Alors que je marchais sur le chemin qui longe le Lez

Cher Pierre,
Alors que je marchais sur le chemin qui longe le Lez, un cheval blanc a tourné la tête; je l’ai regardé comme si je le voyais pour la première fois, la nuit tombait, il m’a regardé comme s’il me regardait depuis toujours. Nous n’avions rien à nous dire, il n’a pas bougé, je me suis attardé; il m’a semblé que s’il restait immobile c’était parce qu’il avait à faire lui aussi, entrer dans la nuit, seul, comme j’aurai à le faire bientôt moi aussi. Il ne me retenait pas, bientôt a regardé ailleurs comme pour me signifier qu’il était temps que je continue.

grignan_cheval_blanc

J’ai pourtant voulu retenir cette image avant qu’il ne s’en aille, en saisissant l’ombre qu’il projetait, et un peu de cette lumière qui nous a réunis, cette manière qu’ont les vivants de prendre congé avant de s’enfoncer dans la nuit, les yeux grands ouverts; mais là où j’avais besoin d’un langage, lui s’y glissait sans à-coup. Notre rencontre aurait pu s’éterniser, mais à quoi bon; je l’ai regardé encore comme si je le voyais pour la dernière fois, puis j’ai tourné les talons et continué dans l’obscurité jusqu’à la maison.

La montagne de la Lance

Cher Pierre,

La montagne de la Lance a fait le gros dos toute la nuit et le thermomètre est descendu sous le zéro lorsque le jour puis le soleil se lèvent. J’ai déposé la Nissan au garage de l’avenue du Pont des Fontaines, le pneu arrière gauche fuit.

traverse_bascule

Le mistral fait tournoyer les dernières feuilles sur la place du Cardinal Maury; malgré les deux hauts pins, le soleil claire la façade du Rex et du Lux; il y a plus de monde au Central que devant les étals des marchands, bonnets rouges et bonnets bleus; la patronne se frotte les mains, gants de laine sur le radiateur, un thé fera l’affaire, il est 10 heures, le ciel est bleu. Les trois retraitées de la table du fond ne se sont pas vues depuis Noël: Annie a passé une semaine sous le brouillard, à Annemasse chez son fils et ses petits-fils; Rose s’inquiète de la solidité des parasols du vendeur d’olives qui battent de l’aile; Brigitte se plaint d’une araignée qui squatte depuis quelque temps son cerveau, une sale bête qu’elle tente de noyer dans un petit blanc. Les plus courageux, jeunes et vieux, retiennent leur souffle lorsqu’ils débouchent de la Rue Louis Pasteur, je redescends sur le Ring en m’engouffrant dans la traverse de la Bascule, à l’abri, avec un gâteau des rois sous le manteau. Quitte Valréas, comme un voleur.

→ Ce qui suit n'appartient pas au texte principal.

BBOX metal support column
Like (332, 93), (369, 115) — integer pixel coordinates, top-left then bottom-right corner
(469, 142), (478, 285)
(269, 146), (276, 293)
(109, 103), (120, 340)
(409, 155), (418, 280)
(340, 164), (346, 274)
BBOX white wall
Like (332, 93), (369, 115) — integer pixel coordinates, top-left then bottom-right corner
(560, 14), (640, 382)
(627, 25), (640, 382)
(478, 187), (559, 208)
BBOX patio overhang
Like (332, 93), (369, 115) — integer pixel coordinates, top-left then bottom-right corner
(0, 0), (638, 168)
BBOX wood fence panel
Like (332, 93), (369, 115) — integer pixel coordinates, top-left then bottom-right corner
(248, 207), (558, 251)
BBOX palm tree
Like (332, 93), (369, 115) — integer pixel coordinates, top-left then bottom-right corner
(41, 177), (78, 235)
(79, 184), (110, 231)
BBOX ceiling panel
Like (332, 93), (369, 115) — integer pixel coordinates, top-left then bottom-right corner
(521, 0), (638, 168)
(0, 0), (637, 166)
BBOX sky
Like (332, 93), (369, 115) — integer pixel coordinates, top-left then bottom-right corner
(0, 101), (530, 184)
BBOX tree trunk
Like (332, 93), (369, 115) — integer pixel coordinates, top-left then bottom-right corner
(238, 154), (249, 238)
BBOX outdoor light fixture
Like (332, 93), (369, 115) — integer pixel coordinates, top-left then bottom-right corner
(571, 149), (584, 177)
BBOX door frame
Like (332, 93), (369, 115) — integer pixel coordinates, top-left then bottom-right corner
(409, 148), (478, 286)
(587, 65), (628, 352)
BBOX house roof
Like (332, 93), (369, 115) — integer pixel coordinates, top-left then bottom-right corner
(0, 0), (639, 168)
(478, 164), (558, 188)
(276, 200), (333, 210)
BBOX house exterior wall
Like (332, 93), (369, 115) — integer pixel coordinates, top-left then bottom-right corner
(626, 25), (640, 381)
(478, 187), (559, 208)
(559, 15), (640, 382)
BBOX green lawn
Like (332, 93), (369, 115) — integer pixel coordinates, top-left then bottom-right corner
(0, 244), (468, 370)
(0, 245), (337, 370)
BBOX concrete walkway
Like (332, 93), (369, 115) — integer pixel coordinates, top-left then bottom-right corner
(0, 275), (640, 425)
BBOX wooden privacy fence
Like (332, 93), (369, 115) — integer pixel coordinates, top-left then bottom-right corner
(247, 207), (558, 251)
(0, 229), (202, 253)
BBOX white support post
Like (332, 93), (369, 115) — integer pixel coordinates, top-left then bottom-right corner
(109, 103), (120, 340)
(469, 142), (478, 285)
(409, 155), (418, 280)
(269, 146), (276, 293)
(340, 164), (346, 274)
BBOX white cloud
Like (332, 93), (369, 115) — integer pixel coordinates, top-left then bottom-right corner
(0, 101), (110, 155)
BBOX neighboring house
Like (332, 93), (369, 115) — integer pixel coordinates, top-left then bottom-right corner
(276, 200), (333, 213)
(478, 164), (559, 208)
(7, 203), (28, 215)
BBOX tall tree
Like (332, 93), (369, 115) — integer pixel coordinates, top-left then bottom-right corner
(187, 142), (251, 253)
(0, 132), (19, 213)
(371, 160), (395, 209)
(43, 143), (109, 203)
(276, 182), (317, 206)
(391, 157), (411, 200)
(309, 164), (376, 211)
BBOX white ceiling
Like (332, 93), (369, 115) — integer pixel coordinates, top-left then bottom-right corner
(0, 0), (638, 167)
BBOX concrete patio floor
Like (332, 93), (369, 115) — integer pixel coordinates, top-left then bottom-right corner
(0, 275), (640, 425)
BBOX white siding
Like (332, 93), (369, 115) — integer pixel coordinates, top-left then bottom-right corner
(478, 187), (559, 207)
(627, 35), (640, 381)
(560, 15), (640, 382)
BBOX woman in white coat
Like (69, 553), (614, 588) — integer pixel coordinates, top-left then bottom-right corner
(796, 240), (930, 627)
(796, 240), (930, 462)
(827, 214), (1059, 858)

Les «inventeurs» de la grotte Chauvet

Les «inventeurs» de la grotte Chauvet, c’est-à-dire la triplette qui a découvert dans la commune de Vallon Pont d’Arc les inestimables peintures et gravures pariétales datant de plus de 30 000 ans, fait à nouveau parler d’elle dans le Provençal du jour.

flamant_saintes_maries

Si j’ai bien suivi l’affaire, Jean-Marie Chauvet, Éliette Brunel et Christian Hillaire rêvent depuis plusieurs années déjà que les droits d’auteur sur ces œuvres qu’ils ont découvertes en 1994 leur soient octroyés, arguant qu’il s’agit d’oeuvres posthumes inédites, c’est-à-dire d’oeuvres non publiées avant eux. Ils exigent qu’on leur accorde le droit d’exploitation de ce trésor pendant vingt-cinq ans, par le fait même qu’ils en ont été les premiers publicateurs.
Les juges ont estimé que les traces d’activités humaines retrouvées – mouchages de torches et silex – datant de la période qui sépare l’exécution des oeuvres il y a 30 000 ans et l’obstruction de la grotte il y a un peu plus de 21 000 ans, sont la preuve que les réalisations de ces artistes aurignaciens – félins mammouths, rhinocéros, chevaux, bisons, bouquetins, ours, rennes, aurochs –  ont été vues, avant 1994, par un public nombreux déjà. Jean-Marie Chauvet, Éliette Brunel et Christian Hillaire ne sont donc que des tard venus.